- Species: Ulmus americana
- Origin: Galena, Illinois, US

= Ulmus americana 'Beebe's Weeping' =

Elm cultivar

The American elm cultivar Ulmus americana 'Beebe's Weeping' was propagated from a tree growing in the wild at Galena, Illinois, by Mr. E. Beebe in the mid-19th century. Thomas Meehan, who had received cuttings and called it 'Weeping Slippery Elm' before the flowers revealed that it was not Ulmus fulva, suggested the name 'Beebe's Weeping Elm', as there were already U. americana clones called 'Pendula'. In the early 20th century it was marketed, however, as Ulmus 'American Galena Weeping', "American Weeping Elm", by the Klehm nursery of Arlington Heights, Illinois.

==Description==
'Beebe's Weeping' has thick cord-like branches which curve over as they grow, similar to a Weeping Willow, creating a dome of foliage. A very fast growing cultivar, trees planted at Germantown, Philadelphia, were reputed to gain 6 m (20 ft) per annum. Klehm's top-grafted it at about 8 ft.
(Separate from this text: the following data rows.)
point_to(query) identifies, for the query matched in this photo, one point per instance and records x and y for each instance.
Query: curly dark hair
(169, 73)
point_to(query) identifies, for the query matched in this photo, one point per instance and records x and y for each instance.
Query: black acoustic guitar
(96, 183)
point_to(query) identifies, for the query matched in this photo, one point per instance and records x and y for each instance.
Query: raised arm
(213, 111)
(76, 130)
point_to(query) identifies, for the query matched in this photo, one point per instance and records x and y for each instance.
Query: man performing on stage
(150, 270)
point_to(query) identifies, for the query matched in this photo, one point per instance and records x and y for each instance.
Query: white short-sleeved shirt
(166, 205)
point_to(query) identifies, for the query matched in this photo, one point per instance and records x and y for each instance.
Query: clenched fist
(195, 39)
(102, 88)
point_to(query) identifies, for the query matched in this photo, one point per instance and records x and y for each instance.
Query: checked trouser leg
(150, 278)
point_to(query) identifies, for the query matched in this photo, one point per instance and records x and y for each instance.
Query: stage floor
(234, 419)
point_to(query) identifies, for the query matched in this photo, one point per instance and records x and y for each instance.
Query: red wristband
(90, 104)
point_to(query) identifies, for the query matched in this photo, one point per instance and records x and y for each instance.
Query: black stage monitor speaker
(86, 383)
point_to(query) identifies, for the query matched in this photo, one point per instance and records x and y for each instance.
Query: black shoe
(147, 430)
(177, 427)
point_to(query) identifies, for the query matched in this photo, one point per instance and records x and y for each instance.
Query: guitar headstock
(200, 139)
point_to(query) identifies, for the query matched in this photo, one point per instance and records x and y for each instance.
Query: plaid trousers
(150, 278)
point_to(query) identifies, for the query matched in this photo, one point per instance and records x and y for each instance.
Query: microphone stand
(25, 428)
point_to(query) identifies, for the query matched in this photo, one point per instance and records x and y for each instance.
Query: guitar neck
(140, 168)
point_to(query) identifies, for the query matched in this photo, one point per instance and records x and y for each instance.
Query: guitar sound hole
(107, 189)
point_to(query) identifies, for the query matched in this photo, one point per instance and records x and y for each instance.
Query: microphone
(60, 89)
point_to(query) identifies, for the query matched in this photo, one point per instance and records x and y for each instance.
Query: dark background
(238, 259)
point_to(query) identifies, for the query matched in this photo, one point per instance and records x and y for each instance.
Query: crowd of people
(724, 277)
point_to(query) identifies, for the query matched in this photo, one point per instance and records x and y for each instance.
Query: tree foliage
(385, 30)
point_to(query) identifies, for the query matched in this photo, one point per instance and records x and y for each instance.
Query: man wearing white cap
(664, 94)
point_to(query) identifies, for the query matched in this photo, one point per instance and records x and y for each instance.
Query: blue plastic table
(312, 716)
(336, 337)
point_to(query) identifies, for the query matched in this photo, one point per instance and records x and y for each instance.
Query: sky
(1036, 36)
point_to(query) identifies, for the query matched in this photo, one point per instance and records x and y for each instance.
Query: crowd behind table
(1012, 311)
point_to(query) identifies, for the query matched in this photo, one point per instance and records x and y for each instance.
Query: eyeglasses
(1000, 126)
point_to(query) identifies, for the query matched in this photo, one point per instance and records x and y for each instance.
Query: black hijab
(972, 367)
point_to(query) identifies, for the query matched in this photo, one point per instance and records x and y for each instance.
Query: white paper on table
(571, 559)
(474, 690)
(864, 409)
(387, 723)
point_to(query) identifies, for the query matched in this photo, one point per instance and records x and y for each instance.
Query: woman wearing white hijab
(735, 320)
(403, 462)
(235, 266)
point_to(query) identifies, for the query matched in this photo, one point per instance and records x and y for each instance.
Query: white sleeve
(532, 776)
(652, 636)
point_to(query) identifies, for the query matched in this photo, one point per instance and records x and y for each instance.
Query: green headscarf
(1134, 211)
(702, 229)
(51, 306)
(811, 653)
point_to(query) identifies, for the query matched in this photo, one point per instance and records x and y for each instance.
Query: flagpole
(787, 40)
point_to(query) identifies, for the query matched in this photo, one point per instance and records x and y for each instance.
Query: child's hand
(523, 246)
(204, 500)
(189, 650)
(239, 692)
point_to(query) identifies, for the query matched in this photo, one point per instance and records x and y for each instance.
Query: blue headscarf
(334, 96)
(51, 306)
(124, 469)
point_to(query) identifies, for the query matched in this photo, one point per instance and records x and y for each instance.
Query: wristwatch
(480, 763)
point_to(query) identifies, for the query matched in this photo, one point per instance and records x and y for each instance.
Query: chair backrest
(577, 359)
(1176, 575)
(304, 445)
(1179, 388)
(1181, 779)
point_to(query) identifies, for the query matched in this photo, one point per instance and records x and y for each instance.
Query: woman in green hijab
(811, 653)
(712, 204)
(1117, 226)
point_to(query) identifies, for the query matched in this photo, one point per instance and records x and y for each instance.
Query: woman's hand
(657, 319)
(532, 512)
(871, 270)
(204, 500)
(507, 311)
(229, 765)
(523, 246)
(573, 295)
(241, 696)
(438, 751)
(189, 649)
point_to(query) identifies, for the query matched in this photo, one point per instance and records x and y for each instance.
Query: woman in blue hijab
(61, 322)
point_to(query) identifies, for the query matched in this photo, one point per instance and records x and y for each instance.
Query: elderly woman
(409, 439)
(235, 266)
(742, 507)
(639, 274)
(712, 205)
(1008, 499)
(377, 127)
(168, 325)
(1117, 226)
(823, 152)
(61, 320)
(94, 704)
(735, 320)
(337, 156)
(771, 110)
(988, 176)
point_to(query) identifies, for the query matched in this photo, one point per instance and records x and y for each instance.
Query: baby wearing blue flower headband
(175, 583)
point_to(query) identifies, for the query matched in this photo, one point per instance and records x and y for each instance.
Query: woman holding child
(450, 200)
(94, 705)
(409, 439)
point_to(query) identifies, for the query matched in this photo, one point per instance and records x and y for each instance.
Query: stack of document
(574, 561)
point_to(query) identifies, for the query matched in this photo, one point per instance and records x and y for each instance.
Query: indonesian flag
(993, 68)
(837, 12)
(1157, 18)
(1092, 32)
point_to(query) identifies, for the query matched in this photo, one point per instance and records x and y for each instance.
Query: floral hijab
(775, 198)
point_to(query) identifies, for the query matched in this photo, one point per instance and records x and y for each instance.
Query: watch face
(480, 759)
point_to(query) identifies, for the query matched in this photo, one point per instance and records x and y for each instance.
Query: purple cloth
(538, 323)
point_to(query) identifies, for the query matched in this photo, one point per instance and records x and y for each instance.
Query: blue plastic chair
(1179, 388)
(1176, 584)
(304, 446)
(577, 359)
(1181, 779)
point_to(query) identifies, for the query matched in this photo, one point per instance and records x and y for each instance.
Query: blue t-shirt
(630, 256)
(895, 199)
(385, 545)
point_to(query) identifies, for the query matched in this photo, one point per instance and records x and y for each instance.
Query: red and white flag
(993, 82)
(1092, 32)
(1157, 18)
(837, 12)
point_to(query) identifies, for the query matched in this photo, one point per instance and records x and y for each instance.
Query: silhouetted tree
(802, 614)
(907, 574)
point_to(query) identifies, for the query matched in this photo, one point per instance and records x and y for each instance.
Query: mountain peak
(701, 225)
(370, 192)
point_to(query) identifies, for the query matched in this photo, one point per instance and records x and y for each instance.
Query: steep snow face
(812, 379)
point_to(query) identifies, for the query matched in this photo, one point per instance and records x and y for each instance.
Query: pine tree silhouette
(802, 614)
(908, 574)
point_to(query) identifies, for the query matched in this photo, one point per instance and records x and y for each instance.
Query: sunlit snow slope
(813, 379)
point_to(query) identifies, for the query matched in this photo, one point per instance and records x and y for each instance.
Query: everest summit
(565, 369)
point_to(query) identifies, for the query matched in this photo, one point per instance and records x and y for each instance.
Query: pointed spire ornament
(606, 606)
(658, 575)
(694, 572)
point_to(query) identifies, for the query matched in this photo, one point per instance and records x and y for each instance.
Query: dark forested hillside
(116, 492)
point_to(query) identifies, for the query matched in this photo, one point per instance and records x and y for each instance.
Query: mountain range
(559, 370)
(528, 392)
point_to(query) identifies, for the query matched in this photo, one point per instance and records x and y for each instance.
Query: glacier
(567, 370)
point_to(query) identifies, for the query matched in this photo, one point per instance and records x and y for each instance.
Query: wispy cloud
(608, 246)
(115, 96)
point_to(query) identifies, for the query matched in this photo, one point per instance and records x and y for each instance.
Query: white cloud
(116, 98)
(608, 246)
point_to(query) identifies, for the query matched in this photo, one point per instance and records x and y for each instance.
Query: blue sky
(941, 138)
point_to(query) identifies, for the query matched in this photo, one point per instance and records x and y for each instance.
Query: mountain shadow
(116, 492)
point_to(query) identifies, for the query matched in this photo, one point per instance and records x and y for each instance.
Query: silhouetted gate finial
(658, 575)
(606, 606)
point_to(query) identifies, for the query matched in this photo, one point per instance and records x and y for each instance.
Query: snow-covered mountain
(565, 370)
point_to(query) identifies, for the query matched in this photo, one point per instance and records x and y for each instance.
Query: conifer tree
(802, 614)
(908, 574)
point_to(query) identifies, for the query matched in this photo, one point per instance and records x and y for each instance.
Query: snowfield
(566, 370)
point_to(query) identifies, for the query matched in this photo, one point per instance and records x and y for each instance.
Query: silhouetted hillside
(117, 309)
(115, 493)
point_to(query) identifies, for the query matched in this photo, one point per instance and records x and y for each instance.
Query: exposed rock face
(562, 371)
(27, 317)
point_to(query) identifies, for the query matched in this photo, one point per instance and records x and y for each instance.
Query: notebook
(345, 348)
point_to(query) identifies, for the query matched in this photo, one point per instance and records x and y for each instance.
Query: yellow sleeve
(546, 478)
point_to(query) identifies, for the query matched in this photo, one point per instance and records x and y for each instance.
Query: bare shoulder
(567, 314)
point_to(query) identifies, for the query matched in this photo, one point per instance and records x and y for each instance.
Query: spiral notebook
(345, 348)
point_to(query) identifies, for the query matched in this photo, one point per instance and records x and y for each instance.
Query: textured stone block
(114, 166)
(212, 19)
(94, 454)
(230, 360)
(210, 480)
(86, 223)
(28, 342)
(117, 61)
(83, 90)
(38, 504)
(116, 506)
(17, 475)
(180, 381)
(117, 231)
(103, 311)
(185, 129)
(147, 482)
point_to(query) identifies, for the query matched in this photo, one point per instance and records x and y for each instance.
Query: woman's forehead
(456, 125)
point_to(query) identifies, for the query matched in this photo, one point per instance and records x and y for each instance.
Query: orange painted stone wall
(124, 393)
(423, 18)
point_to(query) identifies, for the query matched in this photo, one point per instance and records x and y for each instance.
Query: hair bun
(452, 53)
A photograph of the "weeping willow" form of U. americana appears in Laney's 'The Types of the American elm' (1908; figure 6).

==Pests and diseases==
No specific information available, but the species as a whole is highly susceptible to Dutch elm disease and elm yellows; it is also moderately preferred for feeding and reproduction by the adult elm leaf beetle Xanthogaleruca luteola, and highly preferred for feeding by the Japanese beetle Popillia japonica in the United States. U. americana is also the most susceptible of all the elms to verticillium wilt.

==Cultivation==
Meehan's specimens at Germantown were about 35 ft tall in 1889, with trunks 3.5 ft in girth, suggesting an origins- and planting-date (at 1 inch girth growth a year) of the mid-19th century. A few specimens are known to survive in the United States, mostly in Illinois where the cultivar originated.

A curious 'table top' elm growing in the center of Provo, Utah, planted in 1927 and said to be unique, appears to be less vigorous and more lateral-branched than the cultivar.

==Etymology==
Named for Mr. E. Beebe, discoverer of the tree.

==Synonymy==
- Ulmus fulva pendula: Meehan, Garden & Forest 2: 286, 1889.